'I think we struggle with an identity': Melvin Gordon thinks Badgers should get back to basics
What is the identity of the Wisconsin football team? If you ask former star Badgers running back Melvin Gordon, it should be dominating the run game and controlling the line of scrimmage. That's what they've always done. It's Big Ten football.
And it's identity that Wisconsin lived up to in Saturday's 52-6 blowout victory over Purdue. The Badgers rushed for 228 yards and four touchdowns as a team, led by Tawee Walker's 94 yards on 19 carries and three rushing touchdowns.
But it’s not an identity they’ve always lived up to in recent years.

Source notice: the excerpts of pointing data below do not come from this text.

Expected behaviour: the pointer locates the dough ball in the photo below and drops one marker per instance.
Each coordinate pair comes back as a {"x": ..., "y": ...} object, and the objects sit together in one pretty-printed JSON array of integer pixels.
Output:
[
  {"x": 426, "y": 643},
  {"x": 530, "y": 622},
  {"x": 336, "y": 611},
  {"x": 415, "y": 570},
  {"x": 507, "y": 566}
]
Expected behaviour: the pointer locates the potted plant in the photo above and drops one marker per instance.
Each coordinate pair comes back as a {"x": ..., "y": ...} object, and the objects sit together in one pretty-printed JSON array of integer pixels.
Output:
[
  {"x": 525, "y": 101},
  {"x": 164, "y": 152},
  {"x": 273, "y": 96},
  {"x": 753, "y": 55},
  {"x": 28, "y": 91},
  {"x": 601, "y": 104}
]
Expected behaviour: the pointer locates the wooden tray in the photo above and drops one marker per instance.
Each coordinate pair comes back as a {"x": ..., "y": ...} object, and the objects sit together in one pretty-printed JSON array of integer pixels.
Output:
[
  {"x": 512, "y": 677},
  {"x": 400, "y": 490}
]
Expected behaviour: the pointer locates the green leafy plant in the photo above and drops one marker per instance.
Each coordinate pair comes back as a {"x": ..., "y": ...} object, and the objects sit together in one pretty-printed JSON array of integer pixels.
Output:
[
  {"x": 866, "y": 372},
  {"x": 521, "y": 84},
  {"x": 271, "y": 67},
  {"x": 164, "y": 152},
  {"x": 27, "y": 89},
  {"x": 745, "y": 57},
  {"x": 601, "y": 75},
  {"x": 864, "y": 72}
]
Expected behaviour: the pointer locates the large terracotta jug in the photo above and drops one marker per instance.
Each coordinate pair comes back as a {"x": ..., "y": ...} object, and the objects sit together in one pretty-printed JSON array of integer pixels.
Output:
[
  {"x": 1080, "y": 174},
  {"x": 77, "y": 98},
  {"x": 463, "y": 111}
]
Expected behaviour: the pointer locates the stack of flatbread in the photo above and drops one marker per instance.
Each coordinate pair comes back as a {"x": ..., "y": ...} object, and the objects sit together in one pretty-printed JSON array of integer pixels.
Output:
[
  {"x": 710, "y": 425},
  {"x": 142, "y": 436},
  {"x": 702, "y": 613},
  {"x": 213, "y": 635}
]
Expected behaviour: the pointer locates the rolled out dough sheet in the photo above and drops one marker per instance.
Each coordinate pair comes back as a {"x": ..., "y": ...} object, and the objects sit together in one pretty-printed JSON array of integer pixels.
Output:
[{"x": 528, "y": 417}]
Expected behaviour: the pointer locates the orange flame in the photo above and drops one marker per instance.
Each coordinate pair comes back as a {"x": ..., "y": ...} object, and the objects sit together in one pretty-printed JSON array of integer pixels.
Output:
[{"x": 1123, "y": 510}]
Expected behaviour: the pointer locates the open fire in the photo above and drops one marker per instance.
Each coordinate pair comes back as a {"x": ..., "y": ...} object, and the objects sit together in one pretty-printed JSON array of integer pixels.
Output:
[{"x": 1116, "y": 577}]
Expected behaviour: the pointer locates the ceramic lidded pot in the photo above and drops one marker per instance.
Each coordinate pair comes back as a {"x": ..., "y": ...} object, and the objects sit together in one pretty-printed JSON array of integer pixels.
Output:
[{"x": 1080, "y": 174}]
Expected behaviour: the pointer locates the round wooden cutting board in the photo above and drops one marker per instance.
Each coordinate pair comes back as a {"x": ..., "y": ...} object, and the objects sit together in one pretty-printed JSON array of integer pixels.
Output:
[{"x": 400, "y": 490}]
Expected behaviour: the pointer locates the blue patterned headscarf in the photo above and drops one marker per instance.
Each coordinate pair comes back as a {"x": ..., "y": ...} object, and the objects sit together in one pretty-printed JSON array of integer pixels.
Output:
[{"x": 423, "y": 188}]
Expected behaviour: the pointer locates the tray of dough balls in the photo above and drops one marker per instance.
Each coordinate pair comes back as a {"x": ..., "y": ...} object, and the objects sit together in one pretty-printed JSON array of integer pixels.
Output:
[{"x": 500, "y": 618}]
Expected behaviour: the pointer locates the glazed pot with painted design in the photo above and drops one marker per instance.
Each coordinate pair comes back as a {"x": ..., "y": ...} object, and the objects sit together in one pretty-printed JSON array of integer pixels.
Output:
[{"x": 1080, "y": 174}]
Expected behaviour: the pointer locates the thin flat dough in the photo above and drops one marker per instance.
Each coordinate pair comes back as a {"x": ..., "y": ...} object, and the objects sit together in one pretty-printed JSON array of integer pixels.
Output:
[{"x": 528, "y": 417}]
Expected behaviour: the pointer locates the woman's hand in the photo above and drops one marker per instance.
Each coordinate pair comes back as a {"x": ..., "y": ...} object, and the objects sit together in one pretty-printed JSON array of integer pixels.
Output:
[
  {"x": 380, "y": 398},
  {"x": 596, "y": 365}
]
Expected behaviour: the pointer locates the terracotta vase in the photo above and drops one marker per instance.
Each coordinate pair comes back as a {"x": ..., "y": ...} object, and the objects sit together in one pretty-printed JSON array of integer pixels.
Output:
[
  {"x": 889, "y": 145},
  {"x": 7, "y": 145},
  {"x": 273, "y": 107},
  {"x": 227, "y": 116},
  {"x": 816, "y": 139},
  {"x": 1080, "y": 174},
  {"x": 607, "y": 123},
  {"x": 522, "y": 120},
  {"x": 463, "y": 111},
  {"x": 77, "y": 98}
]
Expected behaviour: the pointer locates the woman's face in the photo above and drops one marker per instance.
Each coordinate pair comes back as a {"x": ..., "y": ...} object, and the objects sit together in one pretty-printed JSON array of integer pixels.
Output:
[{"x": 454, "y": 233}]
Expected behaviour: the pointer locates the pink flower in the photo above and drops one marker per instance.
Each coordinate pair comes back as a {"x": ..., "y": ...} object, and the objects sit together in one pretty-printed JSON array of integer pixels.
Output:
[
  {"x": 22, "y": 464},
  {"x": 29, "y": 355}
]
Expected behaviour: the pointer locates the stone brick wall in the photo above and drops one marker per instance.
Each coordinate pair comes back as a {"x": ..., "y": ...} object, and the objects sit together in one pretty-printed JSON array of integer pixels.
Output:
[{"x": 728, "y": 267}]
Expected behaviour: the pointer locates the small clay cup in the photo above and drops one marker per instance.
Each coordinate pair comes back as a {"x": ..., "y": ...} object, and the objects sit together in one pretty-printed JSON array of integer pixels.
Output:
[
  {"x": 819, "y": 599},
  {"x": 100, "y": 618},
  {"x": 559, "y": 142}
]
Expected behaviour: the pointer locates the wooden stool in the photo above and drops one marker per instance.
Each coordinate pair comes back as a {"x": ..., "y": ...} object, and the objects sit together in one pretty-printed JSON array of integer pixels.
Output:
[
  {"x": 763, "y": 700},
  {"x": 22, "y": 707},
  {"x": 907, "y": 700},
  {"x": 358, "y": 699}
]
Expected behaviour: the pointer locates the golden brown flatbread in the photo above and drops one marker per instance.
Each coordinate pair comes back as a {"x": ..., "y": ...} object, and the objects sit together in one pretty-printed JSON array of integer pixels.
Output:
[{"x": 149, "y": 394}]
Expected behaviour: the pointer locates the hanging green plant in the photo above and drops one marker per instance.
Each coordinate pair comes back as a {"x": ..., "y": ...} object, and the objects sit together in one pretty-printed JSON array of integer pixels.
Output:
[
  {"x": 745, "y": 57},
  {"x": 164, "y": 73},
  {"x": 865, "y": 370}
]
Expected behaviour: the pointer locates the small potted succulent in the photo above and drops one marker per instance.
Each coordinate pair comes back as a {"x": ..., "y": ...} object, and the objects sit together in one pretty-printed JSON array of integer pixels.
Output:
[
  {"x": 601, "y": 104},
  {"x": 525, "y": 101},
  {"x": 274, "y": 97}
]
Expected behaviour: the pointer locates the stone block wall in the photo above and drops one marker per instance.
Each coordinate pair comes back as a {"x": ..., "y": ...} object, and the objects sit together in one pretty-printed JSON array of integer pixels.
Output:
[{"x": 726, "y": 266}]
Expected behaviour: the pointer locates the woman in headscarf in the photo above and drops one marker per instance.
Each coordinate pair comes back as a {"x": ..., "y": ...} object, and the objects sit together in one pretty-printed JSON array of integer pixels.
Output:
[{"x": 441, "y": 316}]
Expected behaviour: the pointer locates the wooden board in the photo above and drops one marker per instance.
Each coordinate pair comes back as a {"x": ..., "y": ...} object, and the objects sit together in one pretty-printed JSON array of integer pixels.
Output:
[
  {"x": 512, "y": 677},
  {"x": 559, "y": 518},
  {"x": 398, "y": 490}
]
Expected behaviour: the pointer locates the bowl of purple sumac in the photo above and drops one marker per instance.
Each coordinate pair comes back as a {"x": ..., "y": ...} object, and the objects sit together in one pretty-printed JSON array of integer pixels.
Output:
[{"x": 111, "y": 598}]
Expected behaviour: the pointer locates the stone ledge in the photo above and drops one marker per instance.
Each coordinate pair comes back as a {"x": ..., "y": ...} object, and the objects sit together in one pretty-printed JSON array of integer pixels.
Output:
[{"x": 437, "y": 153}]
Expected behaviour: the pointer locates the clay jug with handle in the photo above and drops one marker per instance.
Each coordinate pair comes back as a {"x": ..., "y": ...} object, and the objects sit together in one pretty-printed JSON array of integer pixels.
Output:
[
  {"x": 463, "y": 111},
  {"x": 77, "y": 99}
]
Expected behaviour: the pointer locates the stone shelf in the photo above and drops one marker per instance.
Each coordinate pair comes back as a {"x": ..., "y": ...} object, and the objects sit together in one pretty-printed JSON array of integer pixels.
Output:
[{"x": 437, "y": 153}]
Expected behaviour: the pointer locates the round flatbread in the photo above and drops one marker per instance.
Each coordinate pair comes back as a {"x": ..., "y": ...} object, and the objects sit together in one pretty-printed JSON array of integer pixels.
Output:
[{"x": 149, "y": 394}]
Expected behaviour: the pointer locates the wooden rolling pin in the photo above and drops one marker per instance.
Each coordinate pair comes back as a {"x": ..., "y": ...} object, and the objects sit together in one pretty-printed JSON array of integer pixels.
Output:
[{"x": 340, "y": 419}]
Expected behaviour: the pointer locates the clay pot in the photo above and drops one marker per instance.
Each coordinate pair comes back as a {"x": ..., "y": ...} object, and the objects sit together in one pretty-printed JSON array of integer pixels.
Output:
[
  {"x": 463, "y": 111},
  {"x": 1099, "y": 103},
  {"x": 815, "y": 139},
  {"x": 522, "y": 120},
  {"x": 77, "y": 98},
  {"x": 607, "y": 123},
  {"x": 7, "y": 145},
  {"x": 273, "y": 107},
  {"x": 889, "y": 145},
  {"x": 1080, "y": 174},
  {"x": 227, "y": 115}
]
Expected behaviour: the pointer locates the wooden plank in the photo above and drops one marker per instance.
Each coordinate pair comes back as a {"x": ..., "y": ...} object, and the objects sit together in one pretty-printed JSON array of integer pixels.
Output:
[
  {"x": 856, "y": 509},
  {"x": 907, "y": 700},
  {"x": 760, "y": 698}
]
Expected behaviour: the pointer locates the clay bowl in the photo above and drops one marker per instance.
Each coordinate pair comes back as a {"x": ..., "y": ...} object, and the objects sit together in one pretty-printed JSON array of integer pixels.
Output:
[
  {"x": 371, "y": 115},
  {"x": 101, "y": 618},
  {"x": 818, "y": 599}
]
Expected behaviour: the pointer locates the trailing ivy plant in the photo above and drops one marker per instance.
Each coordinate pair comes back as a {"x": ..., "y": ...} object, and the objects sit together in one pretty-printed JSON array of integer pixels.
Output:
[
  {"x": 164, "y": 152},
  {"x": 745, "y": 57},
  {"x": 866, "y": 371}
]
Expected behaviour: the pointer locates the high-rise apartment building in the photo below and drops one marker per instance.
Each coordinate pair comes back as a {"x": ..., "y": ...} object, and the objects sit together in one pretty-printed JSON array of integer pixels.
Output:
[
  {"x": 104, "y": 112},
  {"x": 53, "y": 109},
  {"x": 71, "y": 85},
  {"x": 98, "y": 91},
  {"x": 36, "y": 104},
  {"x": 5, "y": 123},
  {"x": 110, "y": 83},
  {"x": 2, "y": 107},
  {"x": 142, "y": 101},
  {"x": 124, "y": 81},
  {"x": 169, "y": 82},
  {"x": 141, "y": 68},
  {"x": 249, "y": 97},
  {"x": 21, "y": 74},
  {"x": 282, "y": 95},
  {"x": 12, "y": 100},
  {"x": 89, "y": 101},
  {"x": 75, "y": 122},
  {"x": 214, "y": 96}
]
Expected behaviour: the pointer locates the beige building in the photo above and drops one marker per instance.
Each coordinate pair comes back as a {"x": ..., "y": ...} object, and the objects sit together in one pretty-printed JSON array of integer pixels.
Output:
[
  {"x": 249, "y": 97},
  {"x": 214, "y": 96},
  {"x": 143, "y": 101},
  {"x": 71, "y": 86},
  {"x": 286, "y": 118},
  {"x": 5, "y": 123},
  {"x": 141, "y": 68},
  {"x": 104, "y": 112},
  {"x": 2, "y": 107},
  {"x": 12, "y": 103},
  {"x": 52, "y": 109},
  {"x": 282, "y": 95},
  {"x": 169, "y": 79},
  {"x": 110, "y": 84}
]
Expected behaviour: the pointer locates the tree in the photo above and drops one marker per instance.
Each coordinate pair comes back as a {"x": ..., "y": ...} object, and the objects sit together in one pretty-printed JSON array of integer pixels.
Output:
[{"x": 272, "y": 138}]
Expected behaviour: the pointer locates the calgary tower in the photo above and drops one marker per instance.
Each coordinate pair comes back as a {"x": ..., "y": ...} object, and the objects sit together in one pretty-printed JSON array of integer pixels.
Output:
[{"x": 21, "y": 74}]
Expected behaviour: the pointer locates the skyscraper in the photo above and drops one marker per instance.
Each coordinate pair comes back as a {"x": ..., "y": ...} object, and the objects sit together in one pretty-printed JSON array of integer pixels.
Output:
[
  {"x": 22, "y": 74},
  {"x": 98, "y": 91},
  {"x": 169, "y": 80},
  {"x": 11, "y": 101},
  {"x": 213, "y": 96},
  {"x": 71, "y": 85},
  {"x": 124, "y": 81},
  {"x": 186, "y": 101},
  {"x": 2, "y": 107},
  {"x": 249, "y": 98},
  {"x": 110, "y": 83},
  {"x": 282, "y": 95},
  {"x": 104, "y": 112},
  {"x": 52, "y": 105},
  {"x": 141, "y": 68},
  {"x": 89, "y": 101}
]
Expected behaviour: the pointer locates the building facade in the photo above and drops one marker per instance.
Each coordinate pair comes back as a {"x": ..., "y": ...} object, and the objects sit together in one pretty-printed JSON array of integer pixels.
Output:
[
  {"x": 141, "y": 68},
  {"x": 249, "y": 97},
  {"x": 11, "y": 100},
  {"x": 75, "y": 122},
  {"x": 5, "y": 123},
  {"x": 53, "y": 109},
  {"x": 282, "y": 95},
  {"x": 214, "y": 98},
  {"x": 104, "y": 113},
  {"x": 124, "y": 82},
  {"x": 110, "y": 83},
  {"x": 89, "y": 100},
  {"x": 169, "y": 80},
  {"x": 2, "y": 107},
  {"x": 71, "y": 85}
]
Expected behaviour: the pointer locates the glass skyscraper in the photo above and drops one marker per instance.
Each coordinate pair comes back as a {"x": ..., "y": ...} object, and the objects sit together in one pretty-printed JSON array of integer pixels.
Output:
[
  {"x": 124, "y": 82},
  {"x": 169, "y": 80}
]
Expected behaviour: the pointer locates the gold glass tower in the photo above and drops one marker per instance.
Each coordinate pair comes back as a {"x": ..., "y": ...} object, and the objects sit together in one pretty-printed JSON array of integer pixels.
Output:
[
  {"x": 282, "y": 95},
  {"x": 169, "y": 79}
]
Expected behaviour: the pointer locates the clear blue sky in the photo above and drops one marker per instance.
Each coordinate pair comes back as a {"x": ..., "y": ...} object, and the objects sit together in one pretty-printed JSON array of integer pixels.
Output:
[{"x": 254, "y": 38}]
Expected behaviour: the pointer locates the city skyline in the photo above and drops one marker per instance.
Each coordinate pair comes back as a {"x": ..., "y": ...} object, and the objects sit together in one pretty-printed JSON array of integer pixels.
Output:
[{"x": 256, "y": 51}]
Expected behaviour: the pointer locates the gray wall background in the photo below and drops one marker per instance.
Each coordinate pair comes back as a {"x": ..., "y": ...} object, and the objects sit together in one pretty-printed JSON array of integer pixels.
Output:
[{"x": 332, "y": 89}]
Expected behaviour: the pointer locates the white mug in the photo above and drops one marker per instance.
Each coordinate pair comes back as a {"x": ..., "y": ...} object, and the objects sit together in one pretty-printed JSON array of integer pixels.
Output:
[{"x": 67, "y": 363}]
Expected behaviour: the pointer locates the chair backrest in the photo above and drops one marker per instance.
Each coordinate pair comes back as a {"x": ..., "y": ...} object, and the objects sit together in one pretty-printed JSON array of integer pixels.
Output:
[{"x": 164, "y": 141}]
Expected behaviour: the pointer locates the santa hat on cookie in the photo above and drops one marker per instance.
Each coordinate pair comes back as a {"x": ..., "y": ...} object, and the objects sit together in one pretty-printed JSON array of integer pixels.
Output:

“It’s good to see those guys making some plays because that’s what we do,” Gordon said in an appearance on ESPN Radio 100.5-FM on Thursday. “I get the game is evolving and it’s changing, but some things you just don’t mess up. And you have to be able to run the ball, you have to, that's who we are. And I’ve said this before about Wisconsin, I think we struggle with an identity. And we’ve never had that. At the end of the day, if we felt like we didn’t have the skill positions, we knew who we were. We knew we could control the clock, we knew we could control the game being able to run the ball.”
This season, the jury is still out on the Badgers run game. It looked great last week, but it currently ranks in the middle of the pack in the FBS. Wisconsin ranks 60th among 133 FBS teams in rushing yards per game at 170.0 per game. That mark is good for seventh in the 18-team Big Ten behind Iowa (No. 14, 223.3 YPG), Ohio State (No. 16, 222.2 YPG), Penn State (No. 19, 217.8 YPG), Rutgers (No. 23, 205.8 YPG), Indiana (No. 28, 200.3 YPG) and Michigan (No. 38, 191.3 YPG).
The Badgers have been effective running the ball this season and that was particularly true on Saturday, even without Chez Mellusi, who's stepped away from the program. But it pales in comparison to the days Gordon, a Kenosha, Wis., native, was in the backfield for the Badgers. Gordon, who played for Wisconsin from 2011-14, rushed for 4,915 yards and 45 touchdowns across his four-year college career. His fourth season was particularly special as Gordon led the FBS in rushing yards (2,587) and touchdown runs (29) while finishing as the runner-up for the Heisman Trophy.
The Badgers may not have a talent like Gordon — who's gone on to rush for 6,543 yards and 56 touchdowns in the NFL — but behind Walker and Co., they've certainly proven they can be effective running the ball. Perhaps after Saturday's dominance, they heed Gordon's advice and get back to focusing on the run game and controlling the clock.